How families can help
Dr Wilona summarises:
- Avoid blaming the patient or making them feel guilty about their illness
- Understand and be aware of the condition
- Volunteer to support the patient by supervising their medication
- Watch out for signs of relapse
- Accompany the patient on doctor visits and offer your observations and feedback
- Engage patient in productive activities at home
- Observe for signs of any medication side effects and report to both the family doctor and psychiatrist
Bipolar I vs. Bipolar II
People with bipolar I disorder have manic phases for at least a week. Many also have separate depression phases, too. Those with bipolar ll have bouts of major depression, but instead of full manic episodes, they have hypomania — low grade mood swings that are less intense that may last less than a week. When people with bipolar disorder have depression and mania symptoms at the same time, or very close together, this is called a manic or depressive episode with mixed features.
Treatment modalities
Standard mood stabilisers, atypical anti psychotics, and non-anti manic, anti epileptic agents are emerging as potentially useful treatments for bipolar disorder. Occasionally hospitalisation may be necessary, especially when the person with the disorder is a threat either to himself or someone else.

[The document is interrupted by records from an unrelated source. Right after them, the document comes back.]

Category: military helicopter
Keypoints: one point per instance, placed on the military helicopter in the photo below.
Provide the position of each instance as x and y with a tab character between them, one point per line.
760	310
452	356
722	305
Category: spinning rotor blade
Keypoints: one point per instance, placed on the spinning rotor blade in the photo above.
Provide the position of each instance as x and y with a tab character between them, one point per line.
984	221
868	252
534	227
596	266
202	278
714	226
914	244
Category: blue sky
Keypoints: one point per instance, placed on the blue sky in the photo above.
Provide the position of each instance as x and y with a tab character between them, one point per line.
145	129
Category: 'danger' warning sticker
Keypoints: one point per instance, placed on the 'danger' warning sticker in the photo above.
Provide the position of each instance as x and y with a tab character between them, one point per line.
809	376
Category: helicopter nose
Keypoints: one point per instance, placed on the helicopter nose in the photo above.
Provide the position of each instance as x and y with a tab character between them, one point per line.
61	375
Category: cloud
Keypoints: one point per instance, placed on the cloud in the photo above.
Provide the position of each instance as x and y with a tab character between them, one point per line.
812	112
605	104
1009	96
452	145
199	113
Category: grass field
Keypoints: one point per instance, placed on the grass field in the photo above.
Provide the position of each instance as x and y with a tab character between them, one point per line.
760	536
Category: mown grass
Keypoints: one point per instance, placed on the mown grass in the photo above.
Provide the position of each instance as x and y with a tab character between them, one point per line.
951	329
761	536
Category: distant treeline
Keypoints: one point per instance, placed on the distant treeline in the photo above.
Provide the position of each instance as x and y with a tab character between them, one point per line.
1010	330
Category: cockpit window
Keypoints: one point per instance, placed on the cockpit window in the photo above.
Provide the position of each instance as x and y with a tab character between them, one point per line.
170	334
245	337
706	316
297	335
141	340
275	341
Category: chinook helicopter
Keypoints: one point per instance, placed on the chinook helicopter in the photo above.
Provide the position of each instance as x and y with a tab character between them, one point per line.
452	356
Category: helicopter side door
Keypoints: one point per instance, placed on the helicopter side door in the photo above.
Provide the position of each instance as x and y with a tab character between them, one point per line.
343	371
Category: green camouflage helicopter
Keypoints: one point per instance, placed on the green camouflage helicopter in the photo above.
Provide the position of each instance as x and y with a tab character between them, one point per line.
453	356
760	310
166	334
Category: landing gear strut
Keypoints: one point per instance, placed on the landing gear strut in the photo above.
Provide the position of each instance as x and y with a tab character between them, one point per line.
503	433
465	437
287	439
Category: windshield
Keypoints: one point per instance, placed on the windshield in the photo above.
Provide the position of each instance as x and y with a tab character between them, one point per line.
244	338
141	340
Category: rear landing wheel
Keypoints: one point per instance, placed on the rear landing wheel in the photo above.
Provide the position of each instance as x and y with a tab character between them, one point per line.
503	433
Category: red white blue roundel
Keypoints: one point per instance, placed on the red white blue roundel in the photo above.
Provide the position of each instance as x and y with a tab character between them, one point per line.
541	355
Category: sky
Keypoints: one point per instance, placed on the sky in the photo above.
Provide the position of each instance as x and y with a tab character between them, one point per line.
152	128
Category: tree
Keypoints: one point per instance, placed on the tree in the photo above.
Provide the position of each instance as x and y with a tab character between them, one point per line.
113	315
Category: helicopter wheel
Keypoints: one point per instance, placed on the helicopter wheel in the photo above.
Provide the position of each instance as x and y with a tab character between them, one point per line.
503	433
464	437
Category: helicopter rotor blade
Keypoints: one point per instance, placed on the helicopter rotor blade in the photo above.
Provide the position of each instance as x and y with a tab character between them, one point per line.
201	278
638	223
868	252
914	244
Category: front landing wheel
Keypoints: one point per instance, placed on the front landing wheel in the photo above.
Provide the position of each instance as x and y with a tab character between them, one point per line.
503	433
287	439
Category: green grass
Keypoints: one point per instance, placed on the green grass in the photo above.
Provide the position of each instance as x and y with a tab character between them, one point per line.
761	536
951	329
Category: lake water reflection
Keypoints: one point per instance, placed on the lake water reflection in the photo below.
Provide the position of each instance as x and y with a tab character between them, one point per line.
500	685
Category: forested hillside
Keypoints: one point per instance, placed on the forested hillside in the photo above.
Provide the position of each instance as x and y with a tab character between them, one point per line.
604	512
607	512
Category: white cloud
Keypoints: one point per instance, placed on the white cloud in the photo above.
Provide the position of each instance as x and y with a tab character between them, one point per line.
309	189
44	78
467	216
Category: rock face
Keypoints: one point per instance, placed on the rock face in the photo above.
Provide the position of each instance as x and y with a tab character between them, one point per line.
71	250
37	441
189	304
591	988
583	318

Medical compliance and psychotherapy imperative
Medical compliance is critical to managing the illness. Once better, patients or relatives often decide to withdraw medications and the patient usually relapses. “It is mandatory for first incident medical treatment to carry on for at least a period of nine months to a year after stability to reduce the possibility of a relapse,” stresses Dr Chavda. Psychotherapy is an important part of the treatment process helping individuals deal with thoughts, feelings and behaviours causing problems, besides addressing medical compliance and self-image issues.